One of the questions runners are invariably asked by non-runners is: “What in the heck do you think about while running? What do you do when you’re out there all that time by yourself?”

Good questions.

Keeping your mind occupied and yet engaged while doing a solo run, much less a long run, is not easy. And yet it can be a very fruitful time.

Depending how long you are running, you simply can’t spend all your time thinking about your form, stride, arm carriage and breathing, or even your next race. A long solo run is especially challenging. Running 20 miles (or whatever) by yourself takes a long time, and if you can disassociate some of that time by thinking less about your running and more about your life, time will pass quicker.

Certainly, the best remedy to pass the time quickly is to run with a training group or several friends. But even if you are part of one of the many organized training groups in Austin, chances are you do at least some of your running by yourself.

One study of runners actually found that runners had more energy during their long runs if they focused their thoughts away from their running and more on daily concerns, the scenery, their jobs and family. These are called dissociative thoughts. Associative thoughts are when your mind is focused primarily on running.

During a race, your mind should work differently than on a training run. Competitive races usually require the runner to do plenty of associative thinking about the demands of the race, strategy, conditions, terrain and pacing. The longer the race, the harder this is. In a marathon, most runners spend time fluctuating between dissociating (thinking about things other than the race) and associative (thinking about the next aid station, picking up the pace, running up and down the hills, etc).

The trick is to keep your head in the race by thinking ahead to what needs to be done and monitoring how you feel, without becoming too overwhelmed by these thoughts.

But on a solo training run, the best advice is to only spend a small portion of your run actually thinking about your running. The rest of the time dissociate away. Let your mind drift and wander, settling on a vexing problem, a good movie, a memorable day at the lake or a pleasant period in your life.

Solo running can be a joy.
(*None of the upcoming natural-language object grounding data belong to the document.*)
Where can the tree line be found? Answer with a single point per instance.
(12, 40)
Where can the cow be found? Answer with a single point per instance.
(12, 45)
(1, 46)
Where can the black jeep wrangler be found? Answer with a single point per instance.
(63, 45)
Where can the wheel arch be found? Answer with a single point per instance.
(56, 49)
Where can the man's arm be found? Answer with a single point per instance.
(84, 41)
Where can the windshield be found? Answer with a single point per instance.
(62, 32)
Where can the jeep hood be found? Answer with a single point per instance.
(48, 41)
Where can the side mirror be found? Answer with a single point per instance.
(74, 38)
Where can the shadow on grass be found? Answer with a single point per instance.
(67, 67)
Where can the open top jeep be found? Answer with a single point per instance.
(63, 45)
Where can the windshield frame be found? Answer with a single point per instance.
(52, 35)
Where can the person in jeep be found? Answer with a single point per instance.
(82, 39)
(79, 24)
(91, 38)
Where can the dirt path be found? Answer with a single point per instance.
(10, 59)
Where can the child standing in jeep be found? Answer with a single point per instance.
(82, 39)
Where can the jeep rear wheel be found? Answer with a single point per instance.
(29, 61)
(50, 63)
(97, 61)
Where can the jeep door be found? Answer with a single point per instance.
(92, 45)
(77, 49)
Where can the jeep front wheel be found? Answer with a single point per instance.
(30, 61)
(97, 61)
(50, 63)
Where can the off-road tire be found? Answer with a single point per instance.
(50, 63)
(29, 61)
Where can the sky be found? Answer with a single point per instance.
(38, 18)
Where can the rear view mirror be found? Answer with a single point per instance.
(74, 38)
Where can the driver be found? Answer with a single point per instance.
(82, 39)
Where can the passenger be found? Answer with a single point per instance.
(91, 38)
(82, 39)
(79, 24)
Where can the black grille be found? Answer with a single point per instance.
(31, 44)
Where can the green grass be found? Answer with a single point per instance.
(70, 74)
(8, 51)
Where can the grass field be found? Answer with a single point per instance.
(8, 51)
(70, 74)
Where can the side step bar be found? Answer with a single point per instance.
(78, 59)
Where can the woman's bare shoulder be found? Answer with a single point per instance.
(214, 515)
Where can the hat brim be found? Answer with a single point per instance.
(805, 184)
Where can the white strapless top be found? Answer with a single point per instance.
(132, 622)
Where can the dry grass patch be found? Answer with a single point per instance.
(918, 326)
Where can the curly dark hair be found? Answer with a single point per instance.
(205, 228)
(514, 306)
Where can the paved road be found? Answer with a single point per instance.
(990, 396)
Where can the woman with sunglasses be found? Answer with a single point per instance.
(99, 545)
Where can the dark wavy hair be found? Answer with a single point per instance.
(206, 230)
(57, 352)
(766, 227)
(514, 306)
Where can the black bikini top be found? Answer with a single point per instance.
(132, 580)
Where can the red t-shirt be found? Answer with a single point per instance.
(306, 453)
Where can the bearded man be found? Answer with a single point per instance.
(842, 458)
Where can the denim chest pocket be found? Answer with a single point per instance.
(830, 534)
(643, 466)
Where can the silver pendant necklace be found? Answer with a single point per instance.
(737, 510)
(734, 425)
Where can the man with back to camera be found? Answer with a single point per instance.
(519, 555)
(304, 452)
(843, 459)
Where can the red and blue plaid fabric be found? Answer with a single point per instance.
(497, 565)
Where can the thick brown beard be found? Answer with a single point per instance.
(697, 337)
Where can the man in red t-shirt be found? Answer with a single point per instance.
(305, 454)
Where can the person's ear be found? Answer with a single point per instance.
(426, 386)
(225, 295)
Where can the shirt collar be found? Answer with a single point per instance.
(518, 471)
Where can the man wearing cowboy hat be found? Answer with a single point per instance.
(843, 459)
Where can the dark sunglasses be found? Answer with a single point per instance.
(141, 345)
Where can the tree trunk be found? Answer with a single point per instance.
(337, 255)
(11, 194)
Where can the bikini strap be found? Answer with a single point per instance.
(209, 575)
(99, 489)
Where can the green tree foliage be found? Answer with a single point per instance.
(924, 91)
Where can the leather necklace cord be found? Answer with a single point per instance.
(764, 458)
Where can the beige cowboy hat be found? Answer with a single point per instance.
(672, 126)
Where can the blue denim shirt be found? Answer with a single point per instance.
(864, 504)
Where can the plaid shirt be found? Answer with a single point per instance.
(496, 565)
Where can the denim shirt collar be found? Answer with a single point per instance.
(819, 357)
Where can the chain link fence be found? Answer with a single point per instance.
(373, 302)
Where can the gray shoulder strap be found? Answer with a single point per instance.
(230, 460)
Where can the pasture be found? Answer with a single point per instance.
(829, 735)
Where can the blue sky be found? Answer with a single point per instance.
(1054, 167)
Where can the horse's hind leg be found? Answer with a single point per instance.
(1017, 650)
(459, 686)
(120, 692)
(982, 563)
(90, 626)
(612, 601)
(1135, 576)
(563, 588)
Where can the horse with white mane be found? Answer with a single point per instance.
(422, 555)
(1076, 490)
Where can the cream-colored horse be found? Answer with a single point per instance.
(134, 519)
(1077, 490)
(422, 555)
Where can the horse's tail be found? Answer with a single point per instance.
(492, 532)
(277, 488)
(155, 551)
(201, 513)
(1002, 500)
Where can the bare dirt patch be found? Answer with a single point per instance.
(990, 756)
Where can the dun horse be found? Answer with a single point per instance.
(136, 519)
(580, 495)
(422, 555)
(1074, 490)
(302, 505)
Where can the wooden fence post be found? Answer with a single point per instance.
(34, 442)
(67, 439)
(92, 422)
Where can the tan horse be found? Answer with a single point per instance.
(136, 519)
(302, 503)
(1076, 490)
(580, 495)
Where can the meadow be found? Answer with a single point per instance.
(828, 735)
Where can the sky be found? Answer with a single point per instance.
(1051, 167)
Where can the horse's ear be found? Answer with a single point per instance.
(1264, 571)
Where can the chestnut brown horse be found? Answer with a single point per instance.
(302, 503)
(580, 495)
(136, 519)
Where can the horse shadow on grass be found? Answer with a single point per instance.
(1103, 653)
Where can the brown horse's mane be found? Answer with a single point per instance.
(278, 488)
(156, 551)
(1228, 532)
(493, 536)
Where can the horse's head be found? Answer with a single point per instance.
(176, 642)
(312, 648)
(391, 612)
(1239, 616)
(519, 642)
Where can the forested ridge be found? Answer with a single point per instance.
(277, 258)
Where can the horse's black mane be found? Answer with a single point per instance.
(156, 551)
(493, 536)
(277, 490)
It can be valuable alone time, just you and the road.

Here are some good topics to pass the time on your next solo run while keeping your mind engaged:

  • Childhood memories, including important incidents that you may not have thought about in years. Examine each one in detail.
  • Selecting a particular year of your life and re-examining it month-by-month in as much detail as possible.
  • Your next marathon. And how you’ll feel at various points of the race. With a mile to go on your training run, imagine how you’ll feel in the final mile of your next marathon.
  • Former relationships. What went right and what went wrong. Remember the good and not-so-good times.
  • Films. Make a list of your 10 favorites and see if you can remember the names of all the stars. Or, examine in great detail a particular actor’s films.
  • Music. My favorite. I make lists of the best and worst bands I have seen. Or favorite recordings.
  • Great races you’ve run. What went into each race? Try to figure out why you ran so well. (Forget the bad ones.)
  • Work-related issues. You’d be amazed how easy it is to solve difficult problems while out on a run. Often, a solution will just pop up.
  • Your next vacation. Where to go, what to see, where to stay.
    What you’re going to eat and drink when you get home.